Vale la pena hacer un paréntesis para aclarar la noción de voluntad de poder3 o, como dice Deleuze, evitar algunos “contrasentidos” que ese principio despierta, pues “no significa, al menos no en primer lugar, que la voluntad quiera el poder o desee dominar” (2019: 24). “La voluntad de poder, dice Nietzsche, no consiste en codiciar, ni siquiera en tomar, sino en crear, en dar. El Poder, como voluntad de poder, no es lo que la voluntad quiere, sino lo que quiere en la voluntad” (25). “Una fuerza manda por voluntad de poder, pero también una fuerza obedece por voluntad de poder” (25). La voluntad de poder es fuerza de afirmación, y afirmación de la diferencia ―todo lo contrario que el cristianismo y que la religión, y la negación que es la Conquista, añadimos―. El nihilismo, en cambio, es el “triunfo de los esclavos”, la victoria de la “voluntad de negar”, y su victoria es el “devenir-enfermizo de toda la vida, un devenir-esclavo de todos los hombres”. Porque “el esclavo no deja de ser esclavo al tomar el poder”, y “nuestros amos son esclavos que triunfan en un devenir-esclavo universal” (26). El objeto de la psicología es el análisis del nihilismo, del “querer el poder”, del “desear dominar” ―el análisis del esclavo convertido en conquistador―:

Cuando el nihilismo triunfa, entonces y sólo entonces la voluntad de poder deja de querer decir “crear” para significar: querer el poder, desear dominar (por lo tanto, atribuirse o hacerse atribuir los valores establecidos: dinero, honores, poder...). Ahora bien, esa voluntad de poder es precisamente la del esclavo, es la manera en la que el esclavo o el impotente concibe el poder, la idea que se hace de él, y que aplica cuando triunfa (Deleuze 2019: 27).

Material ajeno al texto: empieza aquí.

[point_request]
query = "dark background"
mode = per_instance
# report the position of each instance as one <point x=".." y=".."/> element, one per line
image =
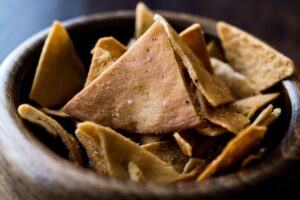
<point x="275" y="21"/>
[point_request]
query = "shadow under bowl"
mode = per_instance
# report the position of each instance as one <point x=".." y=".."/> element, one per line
<point x="30" y="170"/>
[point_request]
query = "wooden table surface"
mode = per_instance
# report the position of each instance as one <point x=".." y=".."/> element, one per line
<point x="275" y="21"/>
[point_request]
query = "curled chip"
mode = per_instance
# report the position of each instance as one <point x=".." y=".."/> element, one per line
<point x="54" y="128"/>
<point x="215" y="90"/>
<point x="239" y="85"/>
<point x="60" y="73"/>
<point x="169" y="152"/>
<point x="119" y="151"/>
<point x="106" y="51"/>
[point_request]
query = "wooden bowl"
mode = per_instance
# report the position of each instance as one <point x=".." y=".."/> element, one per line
<point x="30" y="170"/>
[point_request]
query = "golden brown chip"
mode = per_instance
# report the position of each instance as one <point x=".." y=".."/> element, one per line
<point x="131" y="94"/>
<point x="193" y="36"/>
<point x="190" y="176"/>
<point x="135" y="173"/>
<point x="214" y="89"/>
<point x="143" y="19"/>
<point x="224" y="116"/>
<point x="267" y="116"/>
<point x="60" y="73"/>
<point x="169" y="152"/>
<point x="90" y="140"/>
<point x="119" y="151"/>
<point x="260" y="63"/>
<point x="249" y="106"/>
<point x="192" y="164"/>
<point x="185" y="141"/>
<point x="106" y="52"/>
<point x="239" y="85"/>
<point x="214" y="51"/>
<point x="235" y="151"/>
<point x="54" y="128"/>
<point x="56" y="113"/>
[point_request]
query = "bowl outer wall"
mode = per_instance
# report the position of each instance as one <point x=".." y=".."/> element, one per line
<point x="31" y="170"/>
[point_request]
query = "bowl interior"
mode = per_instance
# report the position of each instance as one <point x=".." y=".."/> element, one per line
<point x="87" y="30"/>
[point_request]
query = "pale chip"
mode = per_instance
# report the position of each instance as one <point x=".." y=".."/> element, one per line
<point x="54" y="128"/>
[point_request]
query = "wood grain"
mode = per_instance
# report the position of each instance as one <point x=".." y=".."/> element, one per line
<point x="30" y="170"/>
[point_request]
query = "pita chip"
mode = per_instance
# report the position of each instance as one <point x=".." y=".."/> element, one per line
<point x="235" y="151"/>
<point x="214" y="50"/>
<point x="257" y="61"/>
<point x="143" y="19"/>
<point x="239" y="85"/>
<point x="214" y="89"/>
<point x="131" y="94"/>
<point x="193" y="36"/>
<point x="169" y="152"/>
<point x="35" y="116"/>
<point x="60" y="73"/>
<point x="119" y="151"/>
<point x="248" y="106"/>
<point x="90" y="140"/>
<point x="106" y="52"/>
<point x="224" y="116"/>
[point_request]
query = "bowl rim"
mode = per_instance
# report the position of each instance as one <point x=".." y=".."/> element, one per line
<point x="37" y="169"/>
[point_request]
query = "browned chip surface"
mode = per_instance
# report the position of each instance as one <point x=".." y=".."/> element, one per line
<point x="215" y="90"/>
<point x="106" y="51"/>
<point x="60" y="73"/>
<point x="54" y="128"/>
<point x="193" y="36"/>
<point x="169" y="152"/>
<point x="90" y="140"/>
<point x="249" y="106"/>
<point x="224" y="116"/>
<point x="235" y="151"/>
<point x="143" y="19"/>
<point x="143" y="91"/>
<point x="260" y="63"/>
<point x="119" y="151"/>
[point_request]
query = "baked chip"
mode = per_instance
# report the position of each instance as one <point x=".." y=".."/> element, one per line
<point x="90" y="140"/>
<point x="143" y="19"/>
<point x="235" y="151"/>
<point x="239" y="85"/>
<point x="106" y="52"/>
<point x="131" y="94"/>
<point x="169" y="152"/>
<point x="60" y="73"/>
<point x="119" y="151"/>
<point x="214" y="89"/>
<point x="224" y="116"/>
<point x="35" y="116"/>
<point x="248" y="106"/>
<point x="260" y="63"/>
<point x="193" y="36"/>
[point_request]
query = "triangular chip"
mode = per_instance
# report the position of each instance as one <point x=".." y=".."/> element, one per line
<point x="90" y="140"/>
<point x="193" y="36"/>
<point x="60" y="73"/>
<point x="260" y="63"/>
<point x="140" y="92"/>
<point x="106" y="52"/>
<point x="239" y="85"/>
<point x="214" y="50"/>
<point x="143" y="19"/>
<point x="235" y="151"/>
<point x="169" y="152"/>
<point x="224" y="116"/>
<point x="119" y="151"/>
<point x="35" y="116"/>
<point x="215" y="90"/>
<point x="248" y="106"/>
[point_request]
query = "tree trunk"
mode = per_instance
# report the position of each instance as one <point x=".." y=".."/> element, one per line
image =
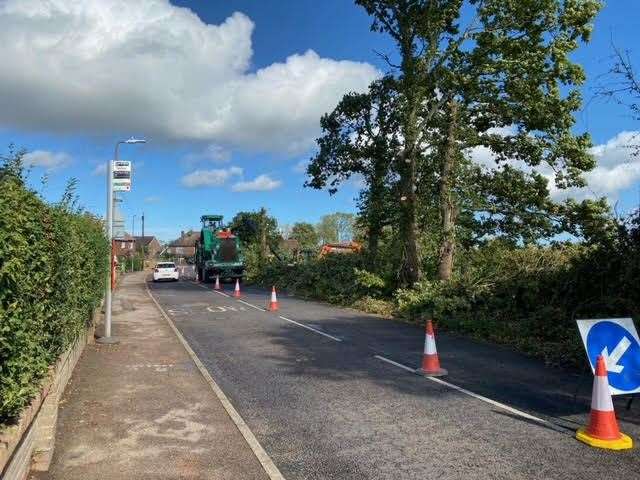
<point x="448" y="208"/>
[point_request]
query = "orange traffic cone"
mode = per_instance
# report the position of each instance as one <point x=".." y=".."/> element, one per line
<point x="430" y="362"/>
<point x="603" y="431"/>
<point x="273" y="304"/>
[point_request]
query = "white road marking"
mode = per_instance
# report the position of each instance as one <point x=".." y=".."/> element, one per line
<point x="252" y="306"/>
<point x="260" y="453"/>
<point x="311" y="328"/>
<point x="482" y="398"/>
<point x="214" y="291"/>
<point x="404" y="367"/>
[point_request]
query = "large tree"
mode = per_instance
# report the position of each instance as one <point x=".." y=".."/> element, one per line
<point x="360" y="137"/>
<point x="256" y="228"/>
<point x="305" y="234"/>
<point x="493" y="74"/>
<point x="336" y="227"/>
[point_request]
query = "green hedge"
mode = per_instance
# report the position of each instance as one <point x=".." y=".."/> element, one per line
<point x="53" y="264"/>
<point x="525" y="297"/>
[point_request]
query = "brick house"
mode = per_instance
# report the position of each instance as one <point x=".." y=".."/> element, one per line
<point x="149" y="244"/>
<point x="124" y="246"/>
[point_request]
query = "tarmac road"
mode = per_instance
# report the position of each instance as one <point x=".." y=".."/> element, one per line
<point x="320" y="392"/>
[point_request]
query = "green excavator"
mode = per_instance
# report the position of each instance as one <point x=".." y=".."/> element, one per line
<point x="218" y="252"/>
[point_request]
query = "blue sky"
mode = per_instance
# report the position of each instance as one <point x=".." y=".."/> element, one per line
<point x="229" y="101"/>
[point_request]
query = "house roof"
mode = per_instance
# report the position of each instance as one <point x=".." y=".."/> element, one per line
<point x="144" y="241"/>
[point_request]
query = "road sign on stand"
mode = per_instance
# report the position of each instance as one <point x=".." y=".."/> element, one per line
<point x="616" y="339"/>
<point x="121" y="176"/>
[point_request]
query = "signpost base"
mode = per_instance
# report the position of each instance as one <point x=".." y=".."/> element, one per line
<point x="107" y="340"/>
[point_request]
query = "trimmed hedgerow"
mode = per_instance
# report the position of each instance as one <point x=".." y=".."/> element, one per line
<point x="53" y="263"/>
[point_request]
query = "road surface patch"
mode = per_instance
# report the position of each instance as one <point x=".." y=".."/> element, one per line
<point x="482" y="398"/>
<point x="263" y="457"/>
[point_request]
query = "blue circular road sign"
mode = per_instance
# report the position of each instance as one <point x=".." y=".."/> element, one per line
<point x="622" y="352"/>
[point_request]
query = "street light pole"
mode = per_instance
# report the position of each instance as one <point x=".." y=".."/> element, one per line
<point x="133" y="234"/>
<point x="107" y="338"/>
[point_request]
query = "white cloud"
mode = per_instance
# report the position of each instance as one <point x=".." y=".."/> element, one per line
<point x="212" y="153"/>
<point x="210" y="178"/>
<point x="617" y="168"/>
<point x="261" y="183"/>
<point x="301" y="166"/>
<point x="48" y="160"/>
<point x="152" y="68"/>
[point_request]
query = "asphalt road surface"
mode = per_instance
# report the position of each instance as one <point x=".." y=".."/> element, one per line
<point x="329" y="395"/>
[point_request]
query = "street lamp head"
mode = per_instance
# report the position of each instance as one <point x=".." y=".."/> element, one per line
<point x="135" y="140"/>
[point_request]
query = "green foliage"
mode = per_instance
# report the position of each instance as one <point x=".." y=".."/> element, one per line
<point x="53" y="263"/>
<point x="336" y="227"/>
<point x="248" y="226"/>
<point x="523" y="296"/>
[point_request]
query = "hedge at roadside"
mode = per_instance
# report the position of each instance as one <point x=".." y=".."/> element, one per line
<point x="53" y="264"/>
<point x="524" y="297"/>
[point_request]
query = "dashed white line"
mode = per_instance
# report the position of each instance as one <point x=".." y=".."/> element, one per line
<point x="399" y="365"/>
<point x="263" y="457"/>
<point x="252" y="306"/>
<point x="311" y="328"/>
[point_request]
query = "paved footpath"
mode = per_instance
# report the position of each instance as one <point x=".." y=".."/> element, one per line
<point x="142" y="409"/>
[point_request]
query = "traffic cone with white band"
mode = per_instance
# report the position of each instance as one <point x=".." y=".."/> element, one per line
<point x="430" y="361"/>
<point x="603" y="431"/>
<point x="273" y="304"/>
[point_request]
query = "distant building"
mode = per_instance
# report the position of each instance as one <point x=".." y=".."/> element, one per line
<point x="124" y="246"/>
<point x="185" y="246"/>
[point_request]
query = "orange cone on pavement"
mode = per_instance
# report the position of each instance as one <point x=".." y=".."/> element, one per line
<point x="430" y="361"/>
<point x="273" y="304"/>
<point x="603" y="431"/>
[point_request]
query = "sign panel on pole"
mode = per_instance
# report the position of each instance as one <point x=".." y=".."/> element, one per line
<point x="616" y="339"/>
<point x="122" y="166"/>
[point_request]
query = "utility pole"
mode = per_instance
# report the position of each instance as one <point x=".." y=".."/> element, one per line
<point x="133" y="234"/>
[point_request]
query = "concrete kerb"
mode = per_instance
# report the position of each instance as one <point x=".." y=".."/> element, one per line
<point x="267" y="464"/>
<point x="30" y="443"/>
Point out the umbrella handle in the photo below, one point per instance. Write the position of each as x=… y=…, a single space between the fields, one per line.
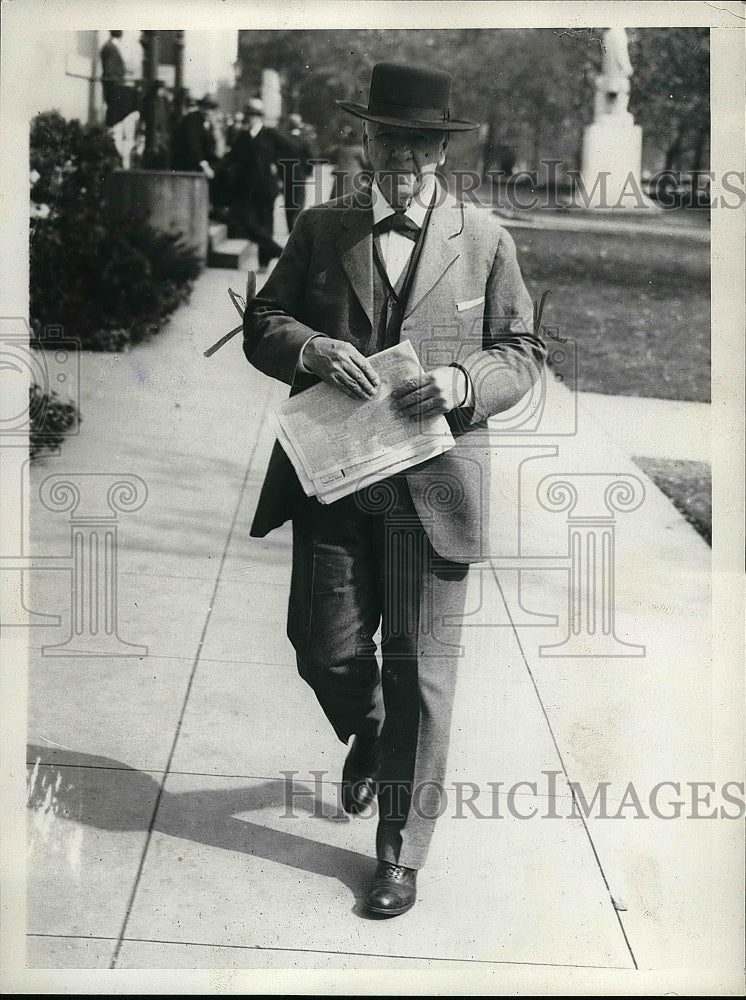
x=250 y=294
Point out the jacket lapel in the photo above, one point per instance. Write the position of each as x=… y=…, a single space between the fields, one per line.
x=355 y=247
x=441 y=248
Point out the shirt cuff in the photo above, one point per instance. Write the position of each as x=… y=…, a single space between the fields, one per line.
x=468 y=399
x=300 y=366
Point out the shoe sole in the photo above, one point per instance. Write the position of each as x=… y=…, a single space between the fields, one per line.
x=387 y=912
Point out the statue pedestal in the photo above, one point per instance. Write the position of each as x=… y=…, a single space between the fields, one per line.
x=612 y=156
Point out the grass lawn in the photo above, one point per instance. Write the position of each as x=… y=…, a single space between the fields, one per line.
x=638 y=307
x=688 y=485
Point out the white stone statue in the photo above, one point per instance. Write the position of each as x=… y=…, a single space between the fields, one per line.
x=612 y=85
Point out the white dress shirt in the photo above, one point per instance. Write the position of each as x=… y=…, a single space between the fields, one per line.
x=395 y=248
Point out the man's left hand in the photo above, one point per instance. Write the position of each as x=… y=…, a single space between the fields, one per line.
x=432 y=393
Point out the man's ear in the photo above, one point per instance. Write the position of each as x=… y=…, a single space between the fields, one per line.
x=443 y=149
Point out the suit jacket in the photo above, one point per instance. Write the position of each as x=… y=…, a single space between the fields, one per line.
x=193 y=142
x=468 y=306
x=256 y=165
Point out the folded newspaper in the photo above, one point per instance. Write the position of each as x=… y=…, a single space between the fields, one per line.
x=338 y=445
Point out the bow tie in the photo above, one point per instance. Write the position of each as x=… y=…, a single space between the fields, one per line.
x=399 y=223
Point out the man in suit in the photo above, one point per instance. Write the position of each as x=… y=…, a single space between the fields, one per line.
x=194 y=147
x=255 y=156
x=400 y=260
x=296 y=167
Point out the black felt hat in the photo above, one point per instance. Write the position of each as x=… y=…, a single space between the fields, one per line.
x=410 y=97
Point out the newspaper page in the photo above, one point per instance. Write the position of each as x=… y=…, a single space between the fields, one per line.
x=336 y=444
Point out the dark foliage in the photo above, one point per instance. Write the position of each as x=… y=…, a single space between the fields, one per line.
x=108 y=285
x=50 y=418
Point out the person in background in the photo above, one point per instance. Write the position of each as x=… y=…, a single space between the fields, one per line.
x=255 y=158
x=122 y=101
x=193 y=146
x=296 y=167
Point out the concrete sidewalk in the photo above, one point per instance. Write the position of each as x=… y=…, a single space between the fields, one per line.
x=161 y=833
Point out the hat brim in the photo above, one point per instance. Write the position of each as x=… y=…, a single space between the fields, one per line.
x=454 y=125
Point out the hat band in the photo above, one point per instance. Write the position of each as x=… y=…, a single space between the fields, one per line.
x=406 y=111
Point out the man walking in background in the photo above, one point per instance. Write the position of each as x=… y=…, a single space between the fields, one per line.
x=255 y=160
x=402 y=259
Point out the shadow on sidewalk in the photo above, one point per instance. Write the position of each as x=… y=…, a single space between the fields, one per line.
x=96 y=795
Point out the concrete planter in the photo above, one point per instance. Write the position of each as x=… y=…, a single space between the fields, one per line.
x=173 y=202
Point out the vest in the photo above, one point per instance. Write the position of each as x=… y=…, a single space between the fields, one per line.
x=390 y=302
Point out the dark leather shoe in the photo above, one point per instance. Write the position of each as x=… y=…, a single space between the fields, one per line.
x=358 y=774
x=392 y=890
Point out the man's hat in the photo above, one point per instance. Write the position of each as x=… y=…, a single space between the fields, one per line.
x=410 y=97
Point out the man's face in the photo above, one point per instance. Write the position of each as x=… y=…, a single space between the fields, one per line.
x=402 y=158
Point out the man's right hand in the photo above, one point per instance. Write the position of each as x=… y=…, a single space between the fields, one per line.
x=340 y=364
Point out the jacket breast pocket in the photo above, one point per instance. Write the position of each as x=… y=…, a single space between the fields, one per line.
x=469 y=304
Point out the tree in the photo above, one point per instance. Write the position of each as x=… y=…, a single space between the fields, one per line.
x=670 y=95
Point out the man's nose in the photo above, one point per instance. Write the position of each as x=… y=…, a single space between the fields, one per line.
x=402 y=151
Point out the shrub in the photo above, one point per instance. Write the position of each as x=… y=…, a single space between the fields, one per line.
x=108 y=284
x=50 y=418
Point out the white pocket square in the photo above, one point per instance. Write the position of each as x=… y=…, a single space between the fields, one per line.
x=461 y=306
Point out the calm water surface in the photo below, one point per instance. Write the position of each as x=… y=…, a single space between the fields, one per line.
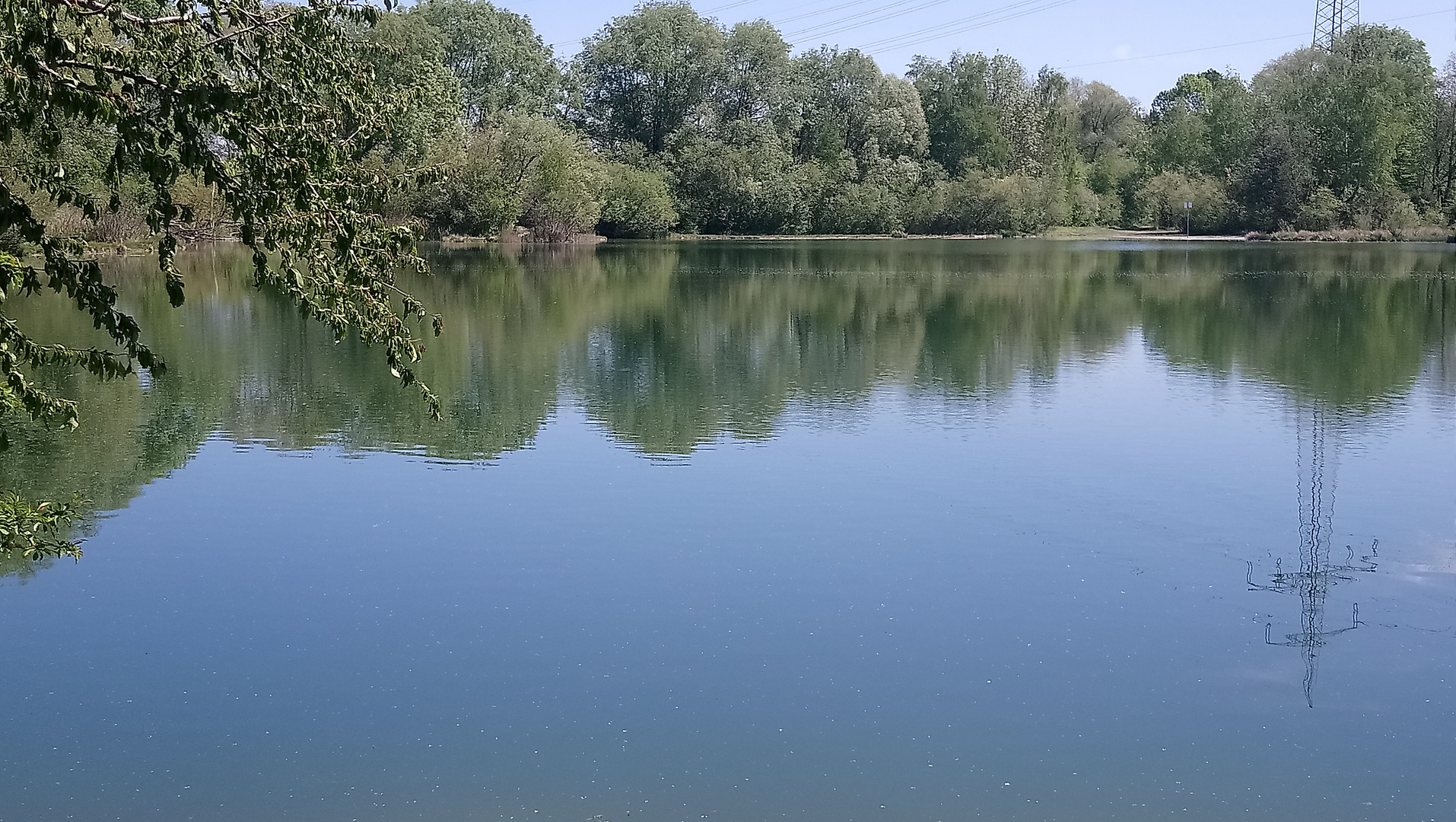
x=858 y=530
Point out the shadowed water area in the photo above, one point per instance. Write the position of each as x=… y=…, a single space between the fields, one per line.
x=823 y=530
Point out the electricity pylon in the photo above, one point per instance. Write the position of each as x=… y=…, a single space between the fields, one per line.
x=1333 y=18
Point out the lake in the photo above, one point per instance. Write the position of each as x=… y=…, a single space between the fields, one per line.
x=823 y=530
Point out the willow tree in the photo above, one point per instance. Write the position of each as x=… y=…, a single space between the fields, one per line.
x=271 y=107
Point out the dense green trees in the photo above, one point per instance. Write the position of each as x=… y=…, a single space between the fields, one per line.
x=667 y=119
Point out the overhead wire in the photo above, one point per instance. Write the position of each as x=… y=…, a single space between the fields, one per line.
x=879 y=14
x=1238 y=44
x=973 y=22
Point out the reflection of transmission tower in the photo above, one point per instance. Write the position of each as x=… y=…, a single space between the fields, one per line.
x=1333 y=18
x=1317 y=572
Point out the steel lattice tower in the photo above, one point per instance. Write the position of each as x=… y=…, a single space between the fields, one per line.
x=1333 y=18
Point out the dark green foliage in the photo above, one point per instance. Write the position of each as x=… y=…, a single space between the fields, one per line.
x=635 y=203
x=643 y=73
x=501 y=63
x=33 y=534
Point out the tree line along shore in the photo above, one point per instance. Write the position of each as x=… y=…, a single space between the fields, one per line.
x=667 y=121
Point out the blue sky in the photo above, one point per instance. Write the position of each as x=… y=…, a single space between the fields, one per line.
x=1137 y=47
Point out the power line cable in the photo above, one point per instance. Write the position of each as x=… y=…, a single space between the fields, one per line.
x=877 y=14
x=705 y=12
x=954 y=27
x=976 y=17
x=1236 y=44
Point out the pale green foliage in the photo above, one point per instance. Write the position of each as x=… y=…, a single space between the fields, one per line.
x=643 y=73
x=635 y=203
x=501 y=63
x=520 y=170
x=1168 y=194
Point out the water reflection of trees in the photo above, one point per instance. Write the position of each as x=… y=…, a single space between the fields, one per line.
x=672 y=346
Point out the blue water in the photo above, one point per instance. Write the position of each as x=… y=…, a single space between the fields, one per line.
x=909 y=602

Las etapas del “triunfo del nihilismo” son, de acuerdo con Deleuze, “los grandes descubrimientos de la psicología Nietzscheana” (27), y resuenan de múltiples maneras en la Destrucción lascasiana. En primer lugar, muy próxima en principio a la “psicología del converso”: “el resentimiento”; la “acusación y recriminación proyectivas” ―reaparece el “mecanismo paranoico”―; la inculpación y la “vergüenza”. “La vida misma es acusada, separada de su potencia, separada de lo que puede” (27). Después, la “mala conciencia” o la culpa: el “momento de la introyección”, en que las fuerzas reactivas “se vuelven contra sí mismas” y “adquieren el máximo de poder contagioso, forman comunidades reactivas” ―como en la “conquista espiritual” y las órdenes religiosas― (27-28). En tercer lugar, el “ideal ascético”: “momento de la sublimación”, de la “negación de la vida”, “voluntad de nada” ―consecuencia, realización de la Conquista, consecución de su nihilismo―. Aquí, “todo es invertido: los esclavos se llaman amos, los débiles se llaman fuertes, la bajeza se llama nobleza”. Se llama noble al que carga el peso de esos valores “superiores”, como al conquistador, aunque incluso y sobre todo la vida, le parezca “dura de transportar” (28).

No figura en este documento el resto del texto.